Knowing that an atom for "OWASP input-validation rules" exists is different from holding all 1,841 bytes of its prose in working memory.

Wikipedia separates the two. Every reader of the encyclopedia knows there is an article on prime numbers — but they don't have its 4,000 words in their head until they navigate to it. The Wikipedia index is small; the articles are large; readers pull the article on demand.

Pre-Skill-Wiki agent stacks routinely conflate the two. Every skill that might be relevant ships its full prose into the prompt every turn, "just in case." This is the design pivot Skill Wiki rejects.
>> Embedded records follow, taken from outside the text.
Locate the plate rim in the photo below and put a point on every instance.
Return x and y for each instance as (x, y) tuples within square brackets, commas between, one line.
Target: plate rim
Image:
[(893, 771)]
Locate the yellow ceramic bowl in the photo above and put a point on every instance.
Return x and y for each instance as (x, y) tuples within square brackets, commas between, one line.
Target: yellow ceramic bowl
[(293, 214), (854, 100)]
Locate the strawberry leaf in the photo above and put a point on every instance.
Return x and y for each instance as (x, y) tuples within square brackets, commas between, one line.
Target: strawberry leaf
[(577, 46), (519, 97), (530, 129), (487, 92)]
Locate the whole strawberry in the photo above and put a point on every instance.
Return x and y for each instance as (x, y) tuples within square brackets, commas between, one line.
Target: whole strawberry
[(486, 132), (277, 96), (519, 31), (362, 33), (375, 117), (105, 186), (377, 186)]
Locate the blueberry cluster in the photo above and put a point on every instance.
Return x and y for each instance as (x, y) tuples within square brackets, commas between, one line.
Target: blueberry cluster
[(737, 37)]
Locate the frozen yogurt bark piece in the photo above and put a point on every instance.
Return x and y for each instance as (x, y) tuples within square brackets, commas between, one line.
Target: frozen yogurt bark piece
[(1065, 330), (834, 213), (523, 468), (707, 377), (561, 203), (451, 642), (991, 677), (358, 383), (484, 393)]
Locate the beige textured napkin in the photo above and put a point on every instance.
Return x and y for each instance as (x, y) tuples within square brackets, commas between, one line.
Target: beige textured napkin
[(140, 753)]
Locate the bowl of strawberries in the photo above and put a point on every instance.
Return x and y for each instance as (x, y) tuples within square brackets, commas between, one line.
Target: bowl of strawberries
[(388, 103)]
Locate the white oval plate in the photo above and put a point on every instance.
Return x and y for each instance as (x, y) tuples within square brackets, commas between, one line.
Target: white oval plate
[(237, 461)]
How Skill Wiki separates them

The protocol distinguishes two surfaces that an agent interacts with:

Surface Cost Always in context? Contains
Index (_index.xml) ~3 KB regardless of corpus size Yes id, kind, one-line summary, edges out
Atom body (chunks/*.md) ~30 / ~150 / ~380 tok per atom No — loaded by id, on demand full description, parameters, examples

The index is the agent's map; atom bodies are the territory.

What this enables

Bounded cost

Token cost grows with what the agent actually decides to load, not with corpus size. A 1,000-atom corpus costs the same to "have available" as a 50-atom one. The marginal atom is free until used.

Bounded pollution

Bad atoms in the corpus don't poison every turn. They sit in the index, get filtered out by retrieval per-turn, and never enter context unless retrieved. A bad SKILL.md, by contrast, pollutes every turn it's loaded for.

Push → pull inversion

The traditional pattern is push: the system pushes everything the brief might need into context, hoping the model picks the right parts. Skill Wiki is pull: the index says "an atom for GDPR right-to-erasure rules exists"; the agent decides whether to read its summary, core, or full projection.

Why "exact" is exact

The Wikipedia analogy isn't approximate; it's structural. Wikipedia's Special:AllPages is a 7 MB index. Loading it doesn't mean loading the encyclopedia. The MediaWiki runtime gives readers stable URLs, and articles materialise when the URL is requested. Replace "URL" with "atom id," "browser" with "agent," "MediaWiki" with "MCP server" and you have Skill Wiki.